Homélie du mardi 31 mars 2020 – Père Gilles Rousselet

31 Mar 2020 | Actualité, Homélies

5ème semaine de carême -année A (Nb 21, 4-9 ; PS 101(102), 2-3, 16-18, 19-21 ; Jn 8, 21-30)

Dans la première lecture, nous avons comme un clin d’œil grâce au Livre des Nombres. Nous voyons comment ceux qui se sont révoltés contre Dieu, en regardant ce serpent d’airain fondu sur les indications de Dieu à Moïse, ce caducée, symbole de la médecine, sont sauvés. C’est l’occasion de rendre grâce à Dieu et d’encourager de notre prière et de notre reconnaissance tous ceux qui, dans le domaine médical en particulier, œuvrent pour sauver des vies. Il y avait hier le nombre de personnes guéries du coronavirus. Nous sommes assez attentifs au nombre de personnes malades ou mortes, mais il y a plus de 7000 personnes guéries de cette maladie terrible. En particulier par le travail de ce corps médical que nous avons à découvrir. Et j’espère que le respect qu’il fait grandir en nous continuera par la suite, comme dans bien d’autres domaines : tous ceux qui permettent que nous puissions vivre, les commerçants, ceux qui travaillent dans les magasins, les livreurs… Il faut que nous sachions redécouvrir ce travail de l’homme comme nous le faisons dans l’Eucharistie « fruit de la terre et du travail des hommes ». Que nous redécouvrions ce respect pour le travail d’engagement, les compétences, les talents humains. Et que le Seigneur aime tout ça, à condition que ça serve l’homme et non pas « mammon » le dieu de l’argent.
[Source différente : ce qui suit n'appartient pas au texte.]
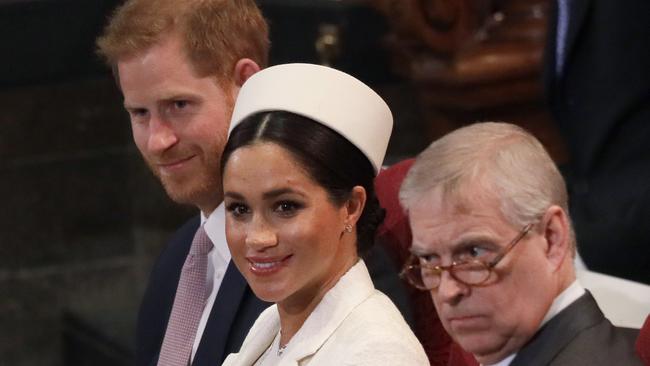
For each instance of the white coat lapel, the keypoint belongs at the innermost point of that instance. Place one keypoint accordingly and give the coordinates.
(351, 290)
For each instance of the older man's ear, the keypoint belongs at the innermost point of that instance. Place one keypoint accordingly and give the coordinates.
(556, 233)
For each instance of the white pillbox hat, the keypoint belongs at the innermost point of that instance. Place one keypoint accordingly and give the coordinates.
(331, 97)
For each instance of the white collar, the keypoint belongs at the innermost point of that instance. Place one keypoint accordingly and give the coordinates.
(564, 299)
(215, 227)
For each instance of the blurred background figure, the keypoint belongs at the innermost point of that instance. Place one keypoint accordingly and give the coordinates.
(597, 82)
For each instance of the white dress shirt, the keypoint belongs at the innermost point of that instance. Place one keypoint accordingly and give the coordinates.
(218, 260)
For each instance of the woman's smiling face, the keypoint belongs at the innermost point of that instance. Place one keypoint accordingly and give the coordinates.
(285, 234)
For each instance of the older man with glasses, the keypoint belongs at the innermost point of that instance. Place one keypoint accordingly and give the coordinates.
(493, 244)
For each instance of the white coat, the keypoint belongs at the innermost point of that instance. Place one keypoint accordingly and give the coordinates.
(354, 324)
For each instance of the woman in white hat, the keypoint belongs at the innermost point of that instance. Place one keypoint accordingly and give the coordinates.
(306, 142)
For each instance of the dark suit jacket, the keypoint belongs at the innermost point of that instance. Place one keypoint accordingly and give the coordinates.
(235, 309)
(580, 335)
(601, 102)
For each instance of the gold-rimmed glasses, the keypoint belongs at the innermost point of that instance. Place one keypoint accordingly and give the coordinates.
(426, 277)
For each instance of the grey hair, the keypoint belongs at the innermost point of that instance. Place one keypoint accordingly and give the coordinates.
(499, 157)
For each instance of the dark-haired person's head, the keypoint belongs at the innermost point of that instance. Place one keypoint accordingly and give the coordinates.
(326, 157)
(298, 178)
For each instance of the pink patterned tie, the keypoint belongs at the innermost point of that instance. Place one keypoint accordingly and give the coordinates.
(188, 304)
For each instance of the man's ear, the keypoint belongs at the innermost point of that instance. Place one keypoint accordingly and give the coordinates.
(354, 205)
(244, 68)
(556, 233)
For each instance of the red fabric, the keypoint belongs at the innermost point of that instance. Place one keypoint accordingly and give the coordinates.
(395, 235)
(643, 342)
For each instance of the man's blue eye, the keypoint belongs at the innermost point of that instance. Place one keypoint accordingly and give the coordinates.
(237, 209)
(287, 207)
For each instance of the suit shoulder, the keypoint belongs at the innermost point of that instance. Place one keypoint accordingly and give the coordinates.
(603, 344)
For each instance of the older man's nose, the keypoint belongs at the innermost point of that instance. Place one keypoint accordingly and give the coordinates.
(450, 290)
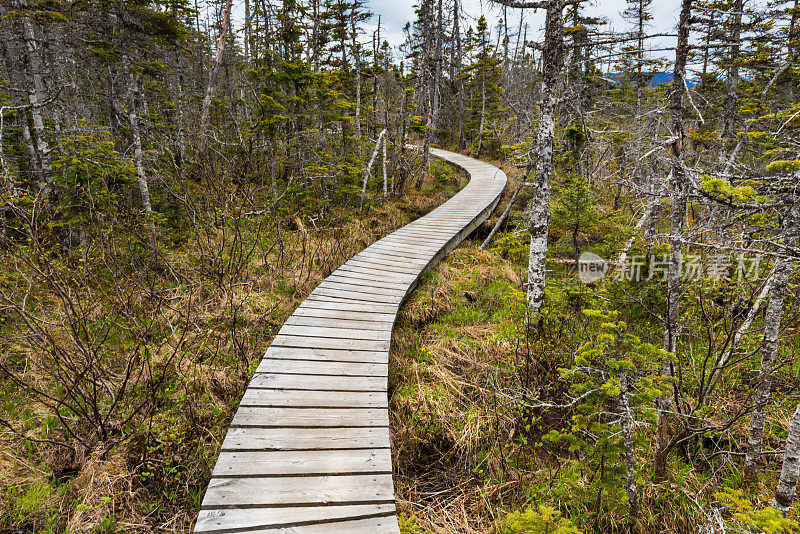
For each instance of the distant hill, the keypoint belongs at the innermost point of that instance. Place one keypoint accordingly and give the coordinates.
(658, 78)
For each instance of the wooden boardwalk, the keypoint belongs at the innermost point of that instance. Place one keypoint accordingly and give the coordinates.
(308, 450)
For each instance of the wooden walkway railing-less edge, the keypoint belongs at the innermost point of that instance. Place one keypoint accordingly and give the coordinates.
(308, 451)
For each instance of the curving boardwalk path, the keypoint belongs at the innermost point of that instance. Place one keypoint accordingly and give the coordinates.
(308, 450)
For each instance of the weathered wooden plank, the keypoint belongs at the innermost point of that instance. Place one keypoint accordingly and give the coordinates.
(339, 322)
(330, 303)
(316, 367)
(383, 334)
(344, 315)
(298, 519)
(289, 439)
(247, 416)
(328, 343)
(317, 404)
(355, 489)
(345, 277)
(287, 398)
(379, 266)
(371, 290)
(318, 382)
(369, 273)
(302, 463)
(342, 294)
(394, 255)
(327, 355)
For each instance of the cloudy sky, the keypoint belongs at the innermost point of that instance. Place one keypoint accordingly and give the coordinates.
(396, 13)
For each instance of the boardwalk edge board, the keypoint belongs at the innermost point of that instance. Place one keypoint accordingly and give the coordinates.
(308, 450)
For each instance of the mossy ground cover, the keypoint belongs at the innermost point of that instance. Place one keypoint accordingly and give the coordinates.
(223, 290)
(473, 448)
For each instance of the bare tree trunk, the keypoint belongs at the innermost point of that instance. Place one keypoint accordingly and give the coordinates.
(385, 181)
(730, 103)
(631, 490)
(133, 118)
(787, 484)
(35, 91)
(247, 35)
(740, 333)
(680, 195)
(205, 113)
(483, 109)
(504, 216)
(458, 63)
(769, 348)
(357, 61)
(369, 168)
(626, 248)
(437, 77)
(538, 212)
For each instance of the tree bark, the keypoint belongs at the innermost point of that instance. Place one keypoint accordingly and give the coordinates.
(769, 348)
(538, 212)
(35, 91)
(631, 490)
(369, 168)
(462, 143)
(205, 113)
(730, 103)
(133, 118)
(680, 195)
(787, 484)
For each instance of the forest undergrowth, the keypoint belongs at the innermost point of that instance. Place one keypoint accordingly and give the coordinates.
(131, 359)
(476, 452)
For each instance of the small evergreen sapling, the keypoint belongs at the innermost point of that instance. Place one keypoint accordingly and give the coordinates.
(614, 389)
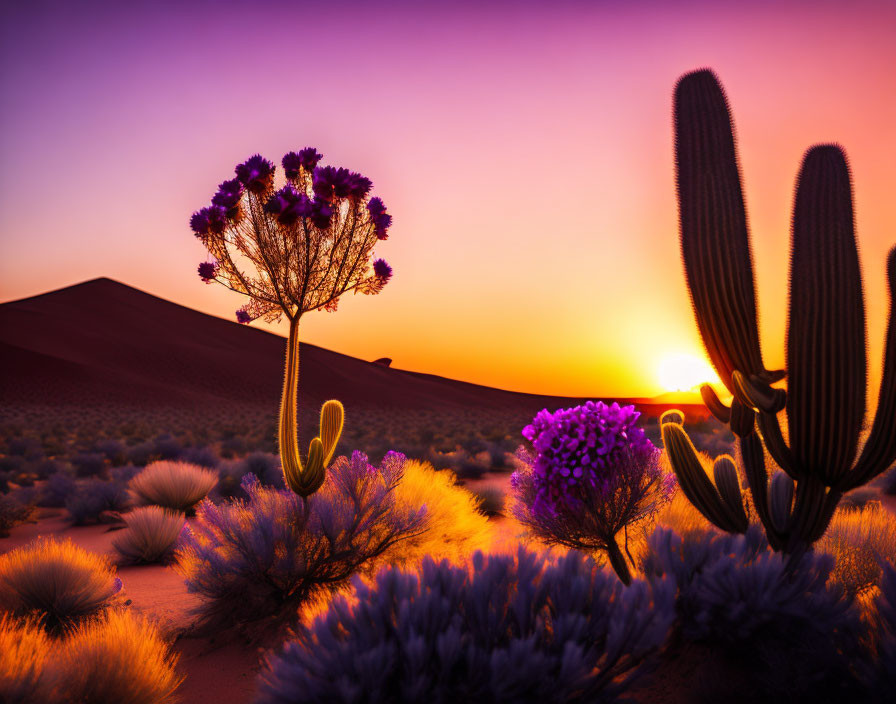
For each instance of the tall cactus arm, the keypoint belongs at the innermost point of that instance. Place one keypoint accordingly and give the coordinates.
(826, 332)
(879, 452)
(753, 461)
(714, 240)
(722, 508)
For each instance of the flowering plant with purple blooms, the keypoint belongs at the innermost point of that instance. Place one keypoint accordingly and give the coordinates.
(308, 242)
(593, 474)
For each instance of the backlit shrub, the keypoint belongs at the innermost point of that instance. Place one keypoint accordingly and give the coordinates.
(593, 475)
(857, 539)
(455, 527)
(24, 648)
(118, 657)
(255, 561)
(150, 535)
(507, 629)
(58, 583)
(94, 497)
(175, 485)
(769, 627)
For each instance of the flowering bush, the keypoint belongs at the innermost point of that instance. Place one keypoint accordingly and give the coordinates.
(254, 562)
(507, 629)
(58, 583)
(310, 242)
(175, 485)
(767, 627)
(594, 473)
(150, 535)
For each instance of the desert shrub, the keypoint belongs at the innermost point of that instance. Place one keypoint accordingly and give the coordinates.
(58, 583)
(141, 454)
(118, 657)
(769, 627)
(13, 511)
(490, 500)
(55, 490)
(201, 456)
(509, 628)
(94, 497)
(857, 539)
(113, 450)
(89, 464)
(880, 672)
(255, 561)
(150, 535)
(454, 526)
(593, 475)
(24, 650)
(175, 485)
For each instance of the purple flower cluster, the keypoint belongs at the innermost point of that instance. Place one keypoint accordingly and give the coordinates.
(379, 217)
(586, 444)
(208, 271)
(256, 173)
(211, 219)
(306, 159)
(330, 183)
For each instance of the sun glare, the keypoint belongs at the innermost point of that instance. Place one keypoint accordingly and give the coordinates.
(682, 372)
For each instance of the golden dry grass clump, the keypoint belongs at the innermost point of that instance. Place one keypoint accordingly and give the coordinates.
(456, 528)
(856, 538)
(116, 657)
(119, 657)
(150, 535)
(24, 648)
(58, 583)
(175, 485)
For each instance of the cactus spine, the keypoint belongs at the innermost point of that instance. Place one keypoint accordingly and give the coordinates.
(826, 362)
(305, 480)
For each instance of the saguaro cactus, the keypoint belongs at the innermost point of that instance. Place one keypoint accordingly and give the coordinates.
(310, 242)
(826, 363)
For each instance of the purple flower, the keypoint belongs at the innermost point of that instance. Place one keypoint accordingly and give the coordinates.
(229, 194)
(288, 205)
(306, 159)
(321, 213)
(208, 271)
(256, 173)
(359, 186)
(329, 182)
(382, 270)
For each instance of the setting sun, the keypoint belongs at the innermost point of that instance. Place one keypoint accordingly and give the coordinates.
(682, 372)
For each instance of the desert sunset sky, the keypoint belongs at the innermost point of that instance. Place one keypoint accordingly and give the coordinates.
(524, 149)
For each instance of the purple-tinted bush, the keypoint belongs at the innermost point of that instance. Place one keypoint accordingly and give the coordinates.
(773, 628)
(113, 450)
(201, 456)
(94, 497)
(593, 474)
(13, 511)
(254, 562)
(510, 629)
(89, 464)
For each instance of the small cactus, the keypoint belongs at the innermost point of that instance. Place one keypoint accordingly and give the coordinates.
(826, 361)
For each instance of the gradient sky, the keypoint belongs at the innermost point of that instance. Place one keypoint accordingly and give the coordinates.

Dans l’évangile, la tension monte ! Ce n’est pas étonnant, on s’approche de Jérusalem. Dans ce temps du carême, on s’approche de la Pâque du Christ. Les tensions montent, en particulier sur la question centrale de l’identité de Jésus. On sait bien que la foi n’est pas connaître les prières, pratiquer, mais c’est proclamer que Jésus est Seigneur, c’est le kerygme, le pépin de l’Eglise : cette image, combien y-a-t-il de pépins dans une pomme, et combien  y a t-il de pommes et de vergers dans un pépin ? Le kérygme, c’est le noyau central de la foi, et il est là affirmé dans l’évangile par Jésus « Je suis ». Il est le Fils de Dieu, il est le Seigneur et le Sauveur. Et on voit bien à la finale que c’est ça qui est encourageant pour nous que « sur ces paroles de Jésus, beaucoup crurent en lui. » La foi n’est pas quelque chose que nous produisons nous-mêmes. C’est un don totalement gratuit de Dieu. Je me rappelle ce que disait le Père Thévenot à des  personnes qui venaient le voir et lui disaient « J’ai perdu la foi ». Alors, avec une petite pointe d’humour il leur répondait « Où l’avez-vous perdu ? » Comme s’il fallait chercher sous les meubles où la retrouver. La foi est un don de Dieu et on voit la place de la Parole proclamée par Jésus et relayée par les apôtres que nous sommes tous et toutes, les uns et les autres, qui produit, nourrit et encourage la foi.

Dans ce passage d’évangile, les expressions sont très fortes. Jésus dit « Vous, vous êtes d’en bas ; moi, je suis d’en haut. » Attention, ce n’est pas une accusation « Vous êtes du monde et moi, je ne suis pas de ce monde ». C’est simplement la réalité, la réalité qui est transformée par la croix, à condition de reconnaître la croix comme le signe de cette transformation. La Pâque du Christ, l’heure de la gloire de Jésus, c’est l’heure où il va tout transformer. Avec cette affirmation très forte : « Quand je serai élevé de terre, j’attirerai à moi tous les hommes. » Comment voit-on que ceux qui lui parlent avec autant d’agressivité sont « d’en bas » ? Par exemple quand ils lui parlent  de son passage, ils disent « il va se suicider ». Ou bien quand Jésus parle de sa relation avec Dieu, ils ne comprirent pas qu’il parle du Père. Ce sont des signes qui montrent que nous sommes vraiment d’en bas : notre incapacité à comprendre le mystère de la croix, de la Pâque du Christ, sans que cela ne soit révélé.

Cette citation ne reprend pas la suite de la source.